TRACK OF THE WEEK
Laura Mvula
Ready Or Not
Laura Mvula here, proving the old adage “if you just put Laura Mvula’s voice on something, it sounds more-or-less good”. She’s taken a run at the Fugees’ Ready Or Not, which is brave considering it’s easily one of the top 100 songs ever recorded. But the result is good, falling somewhere between a really squidgy remix and a curiously jingly festive upbeat number. And, no, I can’t explain how; it just works.
Alicia Keys ft A$AP Rocky
Blended Family (What You Do For Love)
What Alicia Keys has done here is turn a tricky conversation with her stepson about how she isn’t his real mum but loves him anyway into a song about love, which is fine, but really makes you wonder: what other difficult motherly chats is she turning into album filler? Expect That Thing You Saw Us Doing In Our Bedroom Was Actually Very Beautiful and Your Pocket Money Is Rescinded For The Foreseeable to drop soon.
Afrojack ft Ty Dolla $ign
Gone
It is my sad duty to report that Ty Dolla $ign is horny again, and this time he’s recruited Afrojack to help him. “You know this suite is Presidential,” Ty hiccups, walking round the most 14-year-old boy fantasy music video of all time (20 Instagram models and a black Bugatti in a villa in bright daylight), “you about to get elected.” The song itself – that half-arsed Euro dance Afrojack specialises in – seems a mis-step for Ty, whose star has risen this past couple of years.
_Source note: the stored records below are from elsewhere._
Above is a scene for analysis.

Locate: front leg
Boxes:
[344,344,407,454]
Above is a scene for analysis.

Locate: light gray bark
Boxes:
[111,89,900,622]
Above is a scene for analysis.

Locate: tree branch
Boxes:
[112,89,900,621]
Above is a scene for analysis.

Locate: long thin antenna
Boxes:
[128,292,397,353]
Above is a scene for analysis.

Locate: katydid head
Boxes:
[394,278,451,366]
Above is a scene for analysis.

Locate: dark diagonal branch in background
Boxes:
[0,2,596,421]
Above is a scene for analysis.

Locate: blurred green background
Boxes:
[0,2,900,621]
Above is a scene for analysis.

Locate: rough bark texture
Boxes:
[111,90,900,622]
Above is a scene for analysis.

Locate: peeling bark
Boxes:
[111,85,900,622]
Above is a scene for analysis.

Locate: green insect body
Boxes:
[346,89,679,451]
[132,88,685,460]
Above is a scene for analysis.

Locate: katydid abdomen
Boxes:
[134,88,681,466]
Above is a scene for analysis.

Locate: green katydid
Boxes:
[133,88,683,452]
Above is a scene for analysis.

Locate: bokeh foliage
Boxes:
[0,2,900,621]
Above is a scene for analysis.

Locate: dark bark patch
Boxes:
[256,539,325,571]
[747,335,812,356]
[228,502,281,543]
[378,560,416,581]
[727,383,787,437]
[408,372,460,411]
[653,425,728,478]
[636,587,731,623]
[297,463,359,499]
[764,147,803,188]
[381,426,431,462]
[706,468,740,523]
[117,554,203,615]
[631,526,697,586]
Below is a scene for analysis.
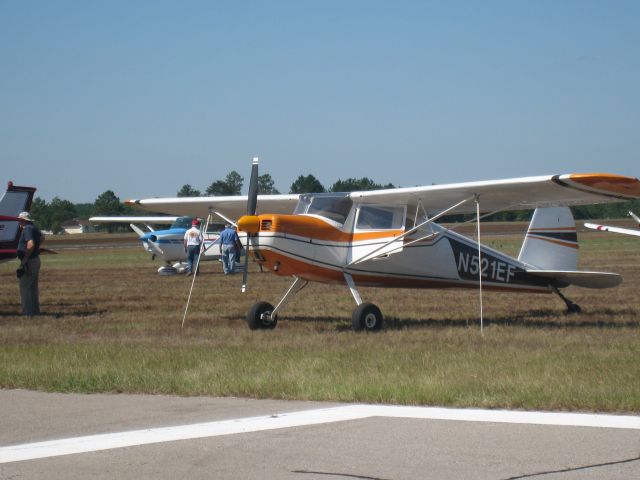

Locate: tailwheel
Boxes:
[247,302,278,330]
[351,303,382,332]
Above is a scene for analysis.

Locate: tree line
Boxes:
[26,170,640,233]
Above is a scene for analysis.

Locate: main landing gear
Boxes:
[551,285,582,313]
[247,273,383,332]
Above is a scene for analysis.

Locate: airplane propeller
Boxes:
[238,157,260,293]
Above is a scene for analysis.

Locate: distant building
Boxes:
[60,218,95,235]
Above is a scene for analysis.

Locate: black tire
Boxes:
[351,303,383,332]
[247,302,278,330]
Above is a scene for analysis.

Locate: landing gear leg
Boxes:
[247,277,309,330]
[344,273,383,332]
[551,286,582,313]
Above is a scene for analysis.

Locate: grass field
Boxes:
[0,228,640,413]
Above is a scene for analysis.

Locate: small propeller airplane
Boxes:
[127,158,640,331]
[584,212,640,237]
[0,182,36,262]
[89,216,225,275]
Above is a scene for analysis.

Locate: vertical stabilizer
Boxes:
[518,207,578,271]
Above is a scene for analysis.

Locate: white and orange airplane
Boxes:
[127,158,640,330]
[584,212,640,237]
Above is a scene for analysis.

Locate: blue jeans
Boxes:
[187,245,200,273]
[222,244,236,274]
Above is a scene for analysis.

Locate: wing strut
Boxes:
[476,196,484,335]
[180,214,211,328]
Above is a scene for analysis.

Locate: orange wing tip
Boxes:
[569,173,640,198]
[238,215,260,233]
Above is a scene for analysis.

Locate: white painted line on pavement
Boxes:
[0,405,640,463]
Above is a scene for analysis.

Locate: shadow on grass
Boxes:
[280,308,640,331]
[0,303,107,318]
The things a man will settle for when he is horned up.
Kings Of Leon
Find Me
We are seven albums in to the reign of Kings Of Leon, and to be fair there isn’t too far to go once you get stadium big beyond making Sex On Fire rip-offs with ever dwindling returns. But Find Me isn’t like that: it’s a slightly harder edged Boys Of Summer rip-off instead. Shimmering guitars, real engine of a bassline, and some curiously weak vocals. Not a classic.
Jamie T
Tescoland
Whatever your opinion on Jamie T – that he fills the same indie machismo void left by Oasis by repeating their trick of making the same song again and again for pilled-up lads to rip their tops off to and do a sort of half-fight, half-dance at each other, for example – you’ve got to admit he’s really done what he normally does here. Which consists of playing guitar so frantically it’s as if he’s running down some stairs and talking-not-singing about Tesco.